Metaphern zum Nachdenken

Lesedauer 6 Minuten

Der Indianer im Auto


Ein amerikanischer Geschäftsmann hatte sich einen flotten Sportwagen zugelegt und lud seinen Freund, einen Indianer zu einer Spritztour ein. Nachdem der Indianer eingestiegen war, fuhr der Geschäftsmann mit einem Kavalierstart los und brauste etliche Meilen mit irrer Geschwindigkeit über den Highway, ehe er auf einem kleinen Parkplatz zum Stehen kam. Der Indianer stieg aus dem Wagen, ging auf die Straße und legte sich längs auf den
Asphalt. „Was machst du da?“, fragte der Geschäftsmann. Der Indianer erwiderte: „Ich warte, bis meine Seele nachgekommen ist. Über eure Fortschrittsgläubigkeit habt ihr Zivilisierten das Wichtigste im Menschen unbeachtet gelassen“.

Des Meisters letzte Frage

Der junge Mann hatte schon viel gelernt, er hatte die besten Schulen des alten China besucht, bei verschiedenen Meistern gelebt und unterschiedliche Lehren studiert. Da hörte er eines Tages von dem alten Meister hoch oben im Gebirge. Also beschloss er dorthin zu gehen. Er packte seine sieben Sachen, verabschiedete sich, und ging früh am Morgen los. Er ging den ganzen Tag und die ganze Nacht. Früh am Morgen kam er an. Der Meister saß vor seiner Höhle, er lächelte und er trank Tee. Der junge Mann setzte sich zu ihm, und erzählte, was er schon alles gelernt hatte. Nach geraumer Zeit schloss er mit der Frage: „Meister, kannst Du mich jetzt lehren?“
Dieser lächelte, wartete einen Moment, und antwortete: “ Geh zurück nach Hause, und komm in einem Monat wieder.“

Den gesamten Rückweg fragte sich der junge Mann, was er falsch gemacht haben könnte. Zuhause diskutierte er das weiter, mit Freunden, Lehrern, jedem den er gerade traf. Nach einem Monat ging er wieder hoch in die Berge zum Meister. Er ging den ganzen Tag und die ganze Nacht. Früh am Morgen kam er an. Der Meister saß vor seiner Höhle, er lächelte und er trank Tee. Der junge Mann setzte sich zu ihm, und erzählte, was er glaubte, beim letzten Male falsch gemacht zu haben. Nach geraumer Zeit schloss er erneut mit der Frage:
„Meister, kannst Du mich jetzt lehren?“ Dieser lächelte, wartete einen Moment, und antwortete: “ Geh zurück nach Hause, und komm in einem Monat wieder.“
So gingen mehrere Monate ins Land. Eines Morgens kam der junge Mann wieder vor der Höhle des Meisters an.
Der Meister saß vor seiner Höhle, er lächelte und er trank Tee. Der junge Mann setzte sich zu ihm, lächelte, und schwieg.
Nach einer Zeit sagte der Meister: „Jetzt bist Du bereit. In ein volles Glas kann ich nichts füllen“.
Wieder gingen mehrere Monate ins Land. Eines Morgens sagte der Meister zu seinem Schüler: „Jetzt habe ich nur noch eine Frage, wenn Du die Antwort weißt, kann ich Dich nichts mehr lehren.

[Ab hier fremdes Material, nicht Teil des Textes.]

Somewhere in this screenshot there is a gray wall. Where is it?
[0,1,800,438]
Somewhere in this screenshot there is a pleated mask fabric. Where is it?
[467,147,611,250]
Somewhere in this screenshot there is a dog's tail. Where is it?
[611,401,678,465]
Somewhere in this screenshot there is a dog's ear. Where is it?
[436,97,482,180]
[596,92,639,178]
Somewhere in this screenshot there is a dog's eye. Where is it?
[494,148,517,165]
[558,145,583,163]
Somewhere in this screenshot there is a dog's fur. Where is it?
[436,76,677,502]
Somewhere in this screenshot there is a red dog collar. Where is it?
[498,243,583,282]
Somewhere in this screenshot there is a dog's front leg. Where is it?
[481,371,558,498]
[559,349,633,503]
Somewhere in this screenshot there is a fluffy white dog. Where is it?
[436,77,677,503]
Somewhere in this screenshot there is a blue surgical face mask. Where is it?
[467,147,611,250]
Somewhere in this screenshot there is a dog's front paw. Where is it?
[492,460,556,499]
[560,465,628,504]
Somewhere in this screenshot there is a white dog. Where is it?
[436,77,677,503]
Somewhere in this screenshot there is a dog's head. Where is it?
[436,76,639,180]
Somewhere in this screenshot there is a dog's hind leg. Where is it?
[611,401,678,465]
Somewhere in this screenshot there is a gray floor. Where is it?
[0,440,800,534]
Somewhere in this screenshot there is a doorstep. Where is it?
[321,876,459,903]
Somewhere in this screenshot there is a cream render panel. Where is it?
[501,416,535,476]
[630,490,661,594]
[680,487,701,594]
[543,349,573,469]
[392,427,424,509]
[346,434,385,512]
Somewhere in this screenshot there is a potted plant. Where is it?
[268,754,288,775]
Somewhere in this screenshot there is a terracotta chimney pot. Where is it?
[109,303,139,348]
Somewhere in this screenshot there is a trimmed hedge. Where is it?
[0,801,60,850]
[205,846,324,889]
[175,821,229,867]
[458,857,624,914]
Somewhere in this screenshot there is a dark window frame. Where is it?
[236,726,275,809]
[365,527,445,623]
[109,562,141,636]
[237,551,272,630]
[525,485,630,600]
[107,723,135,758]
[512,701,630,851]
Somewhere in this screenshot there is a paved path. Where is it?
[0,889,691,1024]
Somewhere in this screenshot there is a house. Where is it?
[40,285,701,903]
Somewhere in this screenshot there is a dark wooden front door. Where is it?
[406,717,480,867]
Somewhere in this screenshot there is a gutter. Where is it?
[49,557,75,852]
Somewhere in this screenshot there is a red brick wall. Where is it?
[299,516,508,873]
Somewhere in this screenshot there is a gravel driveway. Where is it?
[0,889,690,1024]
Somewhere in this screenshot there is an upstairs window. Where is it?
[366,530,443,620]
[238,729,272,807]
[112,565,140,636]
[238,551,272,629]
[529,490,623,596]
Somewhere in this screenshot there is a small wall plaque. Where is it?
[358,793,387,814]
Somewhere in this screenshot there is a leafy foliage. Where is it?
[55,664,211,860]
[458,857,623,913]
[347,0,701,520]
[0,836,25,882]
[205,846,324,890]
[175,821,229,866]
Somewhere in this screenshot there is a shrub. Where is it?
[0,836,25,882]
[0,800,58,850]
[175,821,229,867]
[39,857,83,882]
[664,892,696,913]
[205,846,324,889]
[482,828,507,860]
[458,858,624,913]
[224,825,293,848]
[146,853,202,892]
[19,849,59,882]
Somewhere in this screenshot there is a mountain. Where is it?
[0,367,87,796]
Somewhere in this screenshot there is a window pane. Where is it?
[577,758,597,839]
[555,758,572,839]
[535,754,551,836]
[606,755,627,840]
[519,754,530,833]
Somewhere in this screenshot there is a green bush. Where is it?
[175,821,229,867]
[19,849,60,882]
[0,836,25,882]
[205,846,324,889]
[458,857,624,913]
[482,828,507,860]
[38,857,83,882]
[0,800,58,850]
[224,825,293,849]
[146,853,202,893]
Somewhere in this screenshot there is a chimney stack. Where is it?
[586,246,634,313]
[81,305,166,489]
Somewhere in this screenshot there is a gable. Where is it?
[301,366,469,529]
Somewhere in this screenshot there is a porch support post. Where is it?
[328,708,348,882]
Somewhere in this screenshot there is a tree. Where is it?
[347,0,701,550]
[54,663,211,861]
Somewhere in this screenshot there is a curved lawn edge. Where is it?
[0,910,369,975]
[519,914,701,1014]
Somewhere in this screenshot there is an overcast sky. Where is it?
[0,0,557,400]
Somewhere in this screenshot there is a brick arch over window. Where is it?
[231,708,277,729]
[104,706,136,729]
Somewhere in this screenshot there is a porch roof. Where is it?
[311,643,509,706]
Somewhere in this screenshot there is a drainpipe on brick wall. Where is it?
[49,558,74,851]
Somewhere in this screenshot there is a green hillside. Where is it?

Wenn Du ein Glas mit Wasser trinkst, was bleibt hinterher am Boden?“

Die Physik – Prüfung

Die folgende Frage wurde in einer Physikprüfung an der Universität von Kopenhagen
wirklich gestellt:
„Beschreiben Sie, wie man die Höhe eines Wolkenkratzers mithilfe eines Barometers
feststellt.“
Ein Kursteilnehmer antwortete: „Sie binden ein langes Stück Schnur an den Ansatz des
Barometers, senken dann das Barometer vom Dach des Wolkenkratzers zu Boden. Die Länge
der Schnur plus die Länge des Barometers entspricht der Höhe des Gebäudes.“
Diese in hohem Maße originelle Antwort entrüstete den Prüfer der Maßen, dass der
Kursteilnehmer sofort entlassen wurde. Dieser appellierte an seine Grundrechte mit der
Begründung, dass seine Antwort unbestreitbar korrekt sei, und die Universität benannte
daraufhin einen unabhängigen Schiedsrichter, der den Fall entscheiden sollte.

Der Schiedsrichter urteilte, dass die Antwort unbestreitbar korrekt sei, aber kein wahrnehmbares Wissen von Physik zeige. Um das Problem zu lösen, wurde entschieden, den Kursteilnehmer nochmals hereinzubitten und ihm 6 Minuten zuzugestehen, in denen er eine mündliche Antwort geben konnte, die mindestens eine minimale Vertrautheit mit den Grundprinzipien der Physik zeige. Fünf Minuten saß der Kursteilnehmer still, den Kopf nach vorne, in Gedanken versunken. Der Schiedsrichter erinnerte ihn, dass die Zeit lief, worauf der Kursteilnehmer antwortete, dass er einige extrem relevante Antworten hätte, aber sich nicht entscheiden könne, welche er verwenden solle.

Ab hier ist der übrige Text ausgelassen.